Missionné à Bruxelles chez ma fille pour garde de petits-enfants, je me suis dit que je pourrais m’octroyer une pause récréative…
Quelques messages envoyés par MP à des LPViens sympathiques, et me voilà invité chez Jean-Luc Javaux.
Quelques-uns n’ont pu se libérer, comme Olivier Mottard ou Fred1200 et encore d’autres, mais je suis plutôt bien entouré : nous nous retrouvons avec Jean-Luc (la sagesse et la gentillesse incarnées), Pierre (peterka, un puits de science et pourtant la modestie même), Philippe et Eric (champions du monde de dégustation lors de la première édition organisée par la RVF en 2013) et Laurent (ysildur, le petit jeune, mais double champion de France en titre et vice-champion du monde…). Il y a de quoi être intimidé !
Certains ont même pris leur journée en congés pour bien profiter de ce jeudi midi… après-midi… et presque début de soirée…
Jean-Luc habite à
un jet de pierre portée de canon de Waterloo et je sais donc gré à tous de ne pas avoir évoqué de façon appuyée un évènement douloureux qui s’y est produit !
Tous les vins ont été servis à l’aveugle, sauf pour leur apporteur et parfois Jean-Luc qui a ainsi pu organiser quelques paires fort judicieuses.
On débute avec trois Champagne non ou faiblement dosés, pour accompagner de superbes sablés au parmesan et au piment d’Espelette (dosé, lui, juste comme il faut
) et des gougères de compétition (croquantes à l’extérieur et fondantes à l’intérieur), les deux faits maison !
Champagne Laherte – Les Vignes d’Autrefois – Extra-Brut – 2011
La robe est de couleur paille.
Le nez très intense s’oriente d’abord vers les agrumes, surtout le citron, teintés d’une fugace note grillée, avant que les fruits blancs ne s’imposent.
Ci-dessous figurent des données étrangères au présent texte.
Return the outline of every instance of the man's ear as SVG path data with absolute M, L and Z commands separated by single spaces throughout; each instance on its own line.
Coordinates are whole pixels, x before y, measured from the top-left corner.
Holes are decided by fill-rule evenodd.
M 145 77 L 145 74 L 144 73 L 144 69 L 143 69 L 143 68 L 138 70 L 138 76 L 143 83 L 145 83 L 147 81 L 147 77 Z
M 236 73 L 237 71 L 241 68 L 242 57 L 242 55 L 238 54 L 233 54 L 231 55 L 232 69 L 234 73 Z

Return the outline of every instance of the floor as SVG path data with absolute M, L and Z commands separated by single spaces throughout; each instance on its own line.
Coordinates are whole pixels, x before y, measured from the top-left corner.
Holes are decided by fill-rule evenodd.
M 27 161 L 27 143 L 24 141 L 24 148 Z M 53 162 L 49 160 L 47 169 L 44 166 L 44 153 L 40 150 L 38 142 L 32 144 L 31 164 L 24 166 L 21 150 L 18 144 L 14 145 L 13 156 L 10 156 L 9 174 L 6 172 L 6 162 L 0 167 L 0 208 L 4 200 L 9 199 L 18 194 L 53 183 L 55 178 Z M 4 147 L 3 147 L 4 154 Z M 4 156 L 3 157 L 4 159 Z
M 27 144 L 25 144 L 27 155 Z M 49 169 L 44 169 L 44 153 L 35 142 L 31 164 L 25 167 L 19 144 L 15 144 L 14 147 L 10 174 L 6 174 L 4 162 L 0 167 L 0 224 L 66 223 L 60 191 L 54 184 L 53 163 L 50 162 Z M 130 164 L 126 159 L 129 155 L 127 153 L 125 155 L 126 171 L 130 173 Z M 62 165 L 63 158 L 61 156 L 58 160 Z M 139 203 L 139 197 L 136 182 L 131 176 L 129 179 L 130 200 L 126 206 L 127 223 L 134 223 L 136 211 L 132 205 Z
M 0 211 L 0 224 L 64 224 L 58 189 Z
La bouche se révèle élégante et équilibrée mais sa caractéristique la plus marquante est sans doute sa grande énergie, presque traçante, certainement plus due au millésime qu’au cépage. Une certaine densité, la bonne sapidité et la bulle caressante constituent un bel ensemble qui se termine bien sec, avec persistance.
Très Bien +(+)
Bravo à Eric qui trouve le meunier ; les autres étions tous partis sur le chardonnay.
Domaine de Bichery – Champagne – La source – Brut nature
La robe dorée montre quelques reflets légèrement rosés.
Le nez expressif et fin affiche un fruité avenant, mêlant fruits blancs et fruits rouges, avec une touche de fruits secs et une autre d’épices. Quel beau nez !
Dotée d’une bonne charpente et d’une belle finesse, la bouche manque cependant d’un peu de peps pour lui apporter précision et droiture. C’est dans une deuxième phase que l’acidité se manifeste pour étirer la finale, aidée par de fins amers.
Très Bien + avec une promesse de bel avenir
Champagne Vincent Couche – Chardonnay de Montgueux – Brut nature
La base est du 2013 et le dégorgement date de 2019.
La robe est claire, avec des reflets gris-verts.
Bien intense, le nez associe avec élégance des agrumes tels que citron et cédrat à des fruits blancs et des tonalités crayeuses.
La bouche adopte un profil droit avec beaucoup de concentration et d’impact. Bien goûteuse, elle est parée d’une bulle harmonieuse et se laisse fort apprécier jusque dans sa longue finale vibrante, rehaussée par une élégante amertume.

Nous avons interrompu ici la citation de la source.